The EuroPHP network group has classified three major criteria (PTH resistance, ectopic ossification, and brachydactyly type E) and six minor criteria (TSH resistance, other hormonal resistances, such as LH/FSH and IGF-1, motor and cognitive impairment, obesity, round face, and intrauterine and postnatal growth retardation) (3). To suspect a diagnosis of iPPSD is mandatory at least one major criterion among the ones they have proposed. As such, our case presented only one major criterion, the PTH resistance, which has made us suspect the PHP. Thus, as previously mentioned, the several PHP subtypes can be further subdivided genetically: a positive molecular test provides an essential confirmation of the clinical suspicion, sorting the patient out in the right iPPSD category.

Hence, following the biochemically and phenotypically assessment, our case was tested, with evidence of a loss of methylation at the GNAS locus, confirming the clinical suspicion and diagnosing a PHP1B case (iPPSD3).

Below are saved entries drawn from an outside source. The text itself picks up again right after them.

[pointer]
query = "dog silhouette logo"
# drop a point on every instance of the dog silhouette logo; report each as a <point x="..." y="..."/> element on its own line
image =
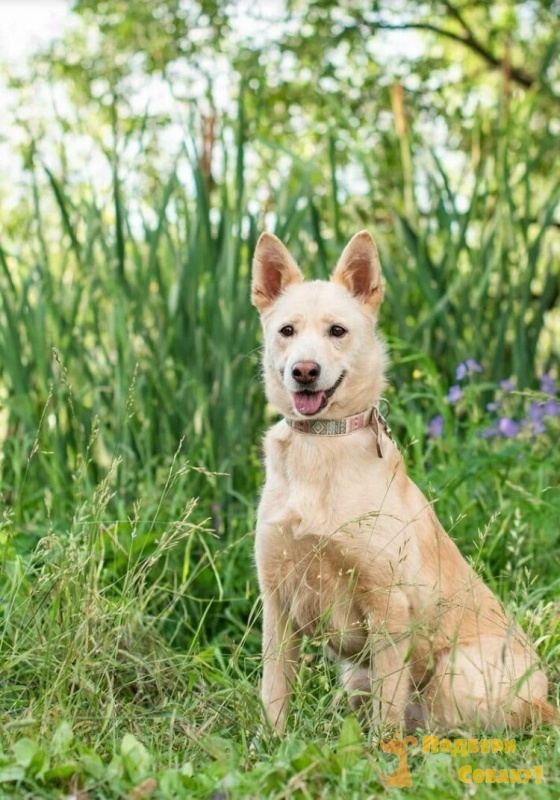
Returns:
<point x="398" y="747"/>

To date, no prospective clinical trials have been conducted in inpatient patients with PHP focusing on treating these disorders. Thus, the management of these patients aims to resolve each single biochemical or clinical problem with a specific intervention. Conversely to other disorders of the PHP spectrum, PHP1B shows fewer clinical difficulties. The primary intervention to focus on in this PHP subset is the management of the PTH resistance: very few studies emphasize their analysis on this topic, so the current view is to aggressively treat this biochemical alteration using active vitamin D metabolites (calcitriol) and oral calcium supplements (1,20). This approach aims to reduce the serum level of PTH to the upper part of the reference range, firstly to avoid suppression of PTH, which can be associated with hypercalciuria and renal calcification, and secondly to avoid the detrimental effects on skeletal mineralization of a constant high PTH concentration. Hence, measurement of PTH, calcium, and phosphorus should be performed regularly to modulate the oral vitamin D and calcium supplement, along with a regular appropriate renal imaging to evaluate nephrocalcinosis (1).

Lastly, early-onset obesity is a critical issue to tackle in PHP1B patients, even if not as severe as in PHP1A patients: regular monitoring of BMI and eating routine control is recommended to prevent detrimental complications such as heart attack disease and impaired glucose metabolism (21-23).

As noted in the previous paragraphers, the disorders that underlie PTH elevation are various and different, and the correct characterization of these disorders always needs genetic confirmation. In Fig. 1, we have visualized a simple flowchart for PHP disorders.

Figure 1.

Proposed algorithm for PHP disorders.

PTH: parathyroid hormone, AHO: Albright hereditary osteodystrophy phenotype; GNAS: G protein alpha subunit gene; PHP: pseudohypoparathyroidism; PPHP: pseudopseudohypoparathyroidism; POH: progressive osseous heteroplasia; PTH1R: PTH receptor gene; PRKAR1A: a regulatory subunit of the protein kinase A gene; PDE4D: phosphodiesterases 4D gene; PDE3A: phosphodiesterases 3A gene.

Although this group of disorders is quite rare in the pediatric population, it is essential to consider such conditions once an elevated PTH concentration is revealed. Early recognition is vital for the correct management of these syndromes, especially those that need a periodic and continued evaluation, such as in our case.